Sur Life Is Peachy, la constante est la douleur, émotionnelle et physique, reçue et infligée, rarement si ce n'est jamais métaphorique. Tout au long de l'album, Davis s'appuie fortement sur ce mot chargé, le rendant intégral tant dans le refrain de "Chi" que de façon répétée à la fin de la piste. Poursuivant les thèmes confessionnels des chansons Korn précédentes comme "Daddy", il dirige sa colère contre sa belle-mère sur "Kill You". Aucun amour perdu, il dépeint ses griefs avec des détails et un goût pour la vengeance, la catharsis se terminant littéralement dans ses propres larmes. Dans une moindre mesure, il s'effondre en crachant du mépris sur un ancien ami manipulateur dans "Good God".
Ce n'est pas que déchirant et introspectif. Après tout, il n'y a qu'une certaine limite à la déception que l'on peut supporter. Il émet un flot regrettable d'invectives excessives sur le mot imprononçable "K@#*%!" et invoque des vibrations de funk tordu de la Californie à la Suicidal Tendencies ou Infectious Grooves dans l'interlude "Porno Creep". Le groupe interprète des reprises surprenantes de "Lowrider" de War et "Wicked" d'Ice Cube. Ce dernier choix a renforcé leur engagement envers le hip-hop malgré les critiques, un mouvement qui s'est avéré prémonitoire lorsque des groupes comme Limp Bizkit et Linkin Park ont vendu des millions d'albums remplis de rap-metal évident. Bien que Korn n'ait pas été le seul groupe à l'époque à trouver des moyens de fusionner ces genres apparemment disparates, ils ont réalisé l'une de ses meilleures et plus réussies fusions avec "A.D.I.D.A.S.", le single qui a propulsé le groupe vers la célébrité. Le clip musical a reçu une rotation substantielle sur MTV et a établi un précédent pour les succès à venir sur les albums à succès et multi-platine Follow The Leader et Issues.
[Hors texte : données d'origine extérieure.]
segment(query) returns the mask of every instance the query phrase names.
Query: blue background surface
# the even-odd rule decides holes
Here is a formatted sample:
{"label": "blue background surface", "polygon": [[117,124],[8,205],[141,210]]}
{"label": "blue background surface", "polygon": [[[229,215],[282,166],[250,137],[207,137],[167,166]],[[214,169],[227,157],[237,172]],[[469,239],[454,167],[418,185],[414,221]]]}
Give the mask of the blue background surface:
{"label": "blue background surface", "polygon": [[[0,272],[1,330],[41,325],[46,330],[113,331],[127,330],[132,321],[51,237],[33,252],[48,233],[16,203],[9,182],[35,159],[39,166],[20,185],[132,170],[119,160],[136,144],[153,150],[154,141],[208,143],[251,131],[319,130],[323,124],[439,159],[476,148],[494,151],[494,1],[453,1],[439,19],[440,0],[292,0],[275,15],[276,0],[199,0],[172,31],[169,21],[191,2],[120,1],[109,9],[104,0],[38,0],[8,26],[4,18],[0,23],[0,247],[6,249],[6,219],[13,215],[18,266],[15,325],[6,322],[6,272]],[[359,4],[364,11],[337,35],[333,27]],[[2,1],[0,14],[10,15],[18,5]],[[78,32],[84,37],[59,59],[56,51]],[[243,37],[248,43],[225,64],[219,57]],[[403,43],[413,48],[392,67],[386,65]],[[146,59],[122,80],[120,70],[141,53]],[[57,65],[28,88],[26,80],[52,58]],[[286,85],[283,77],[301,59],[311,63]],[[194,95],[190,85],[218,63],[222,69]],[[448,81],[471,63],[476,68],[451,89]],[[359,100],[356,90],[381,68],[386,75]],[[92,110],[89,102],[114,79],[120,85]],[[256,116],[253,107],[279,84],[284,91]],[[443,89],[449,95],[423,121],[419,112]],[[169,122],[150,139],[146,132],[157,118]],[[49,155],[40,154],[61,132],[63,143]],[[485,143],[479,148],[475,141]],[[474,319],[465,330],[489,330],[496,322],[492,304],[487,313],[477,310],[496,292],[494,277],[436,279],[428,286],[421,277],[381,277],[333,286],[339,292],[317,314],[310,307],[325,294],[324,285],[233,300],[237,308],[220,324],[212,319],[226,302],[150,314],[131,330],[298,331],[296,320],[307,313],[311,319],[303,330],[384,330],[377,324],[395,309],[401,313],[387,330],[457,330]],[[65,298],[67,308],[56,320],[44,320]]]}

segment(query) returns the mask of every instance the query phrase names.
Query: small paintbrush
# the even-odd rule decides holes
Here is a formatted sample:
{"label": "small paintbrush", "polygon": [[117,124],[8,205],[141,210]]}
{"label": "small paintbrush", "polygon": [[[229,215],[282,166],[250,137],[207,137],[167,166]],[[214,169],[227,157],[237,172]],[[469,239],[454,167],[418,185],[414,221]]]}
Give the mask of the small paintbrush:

L'impact de "A.D.I.D.A.S." nous ramène à un paradoxe mentionné précédemment. Korn a réalisé un album de musique décalée et de révélations non filtrées, conçu pour plaire aux exclus. Pourtant, les talents et les choix créatifs de l'unité en ont fait de redoutables titans du hard rock qui ont commandé d'énormes foules de tournée en tant que références sur le palmarès des albums Billboard pendant des années à venir. Ce qui attirait les fans vers Korn et les maintenait pour Life Is Peachy n'avait pas diminué, et le groupe n'avait certainement pas fait de compromis. Malheureusement pour les marginaux, le secret était révélé, et les tyrans avaient forcé leur chemin à l'intérieur.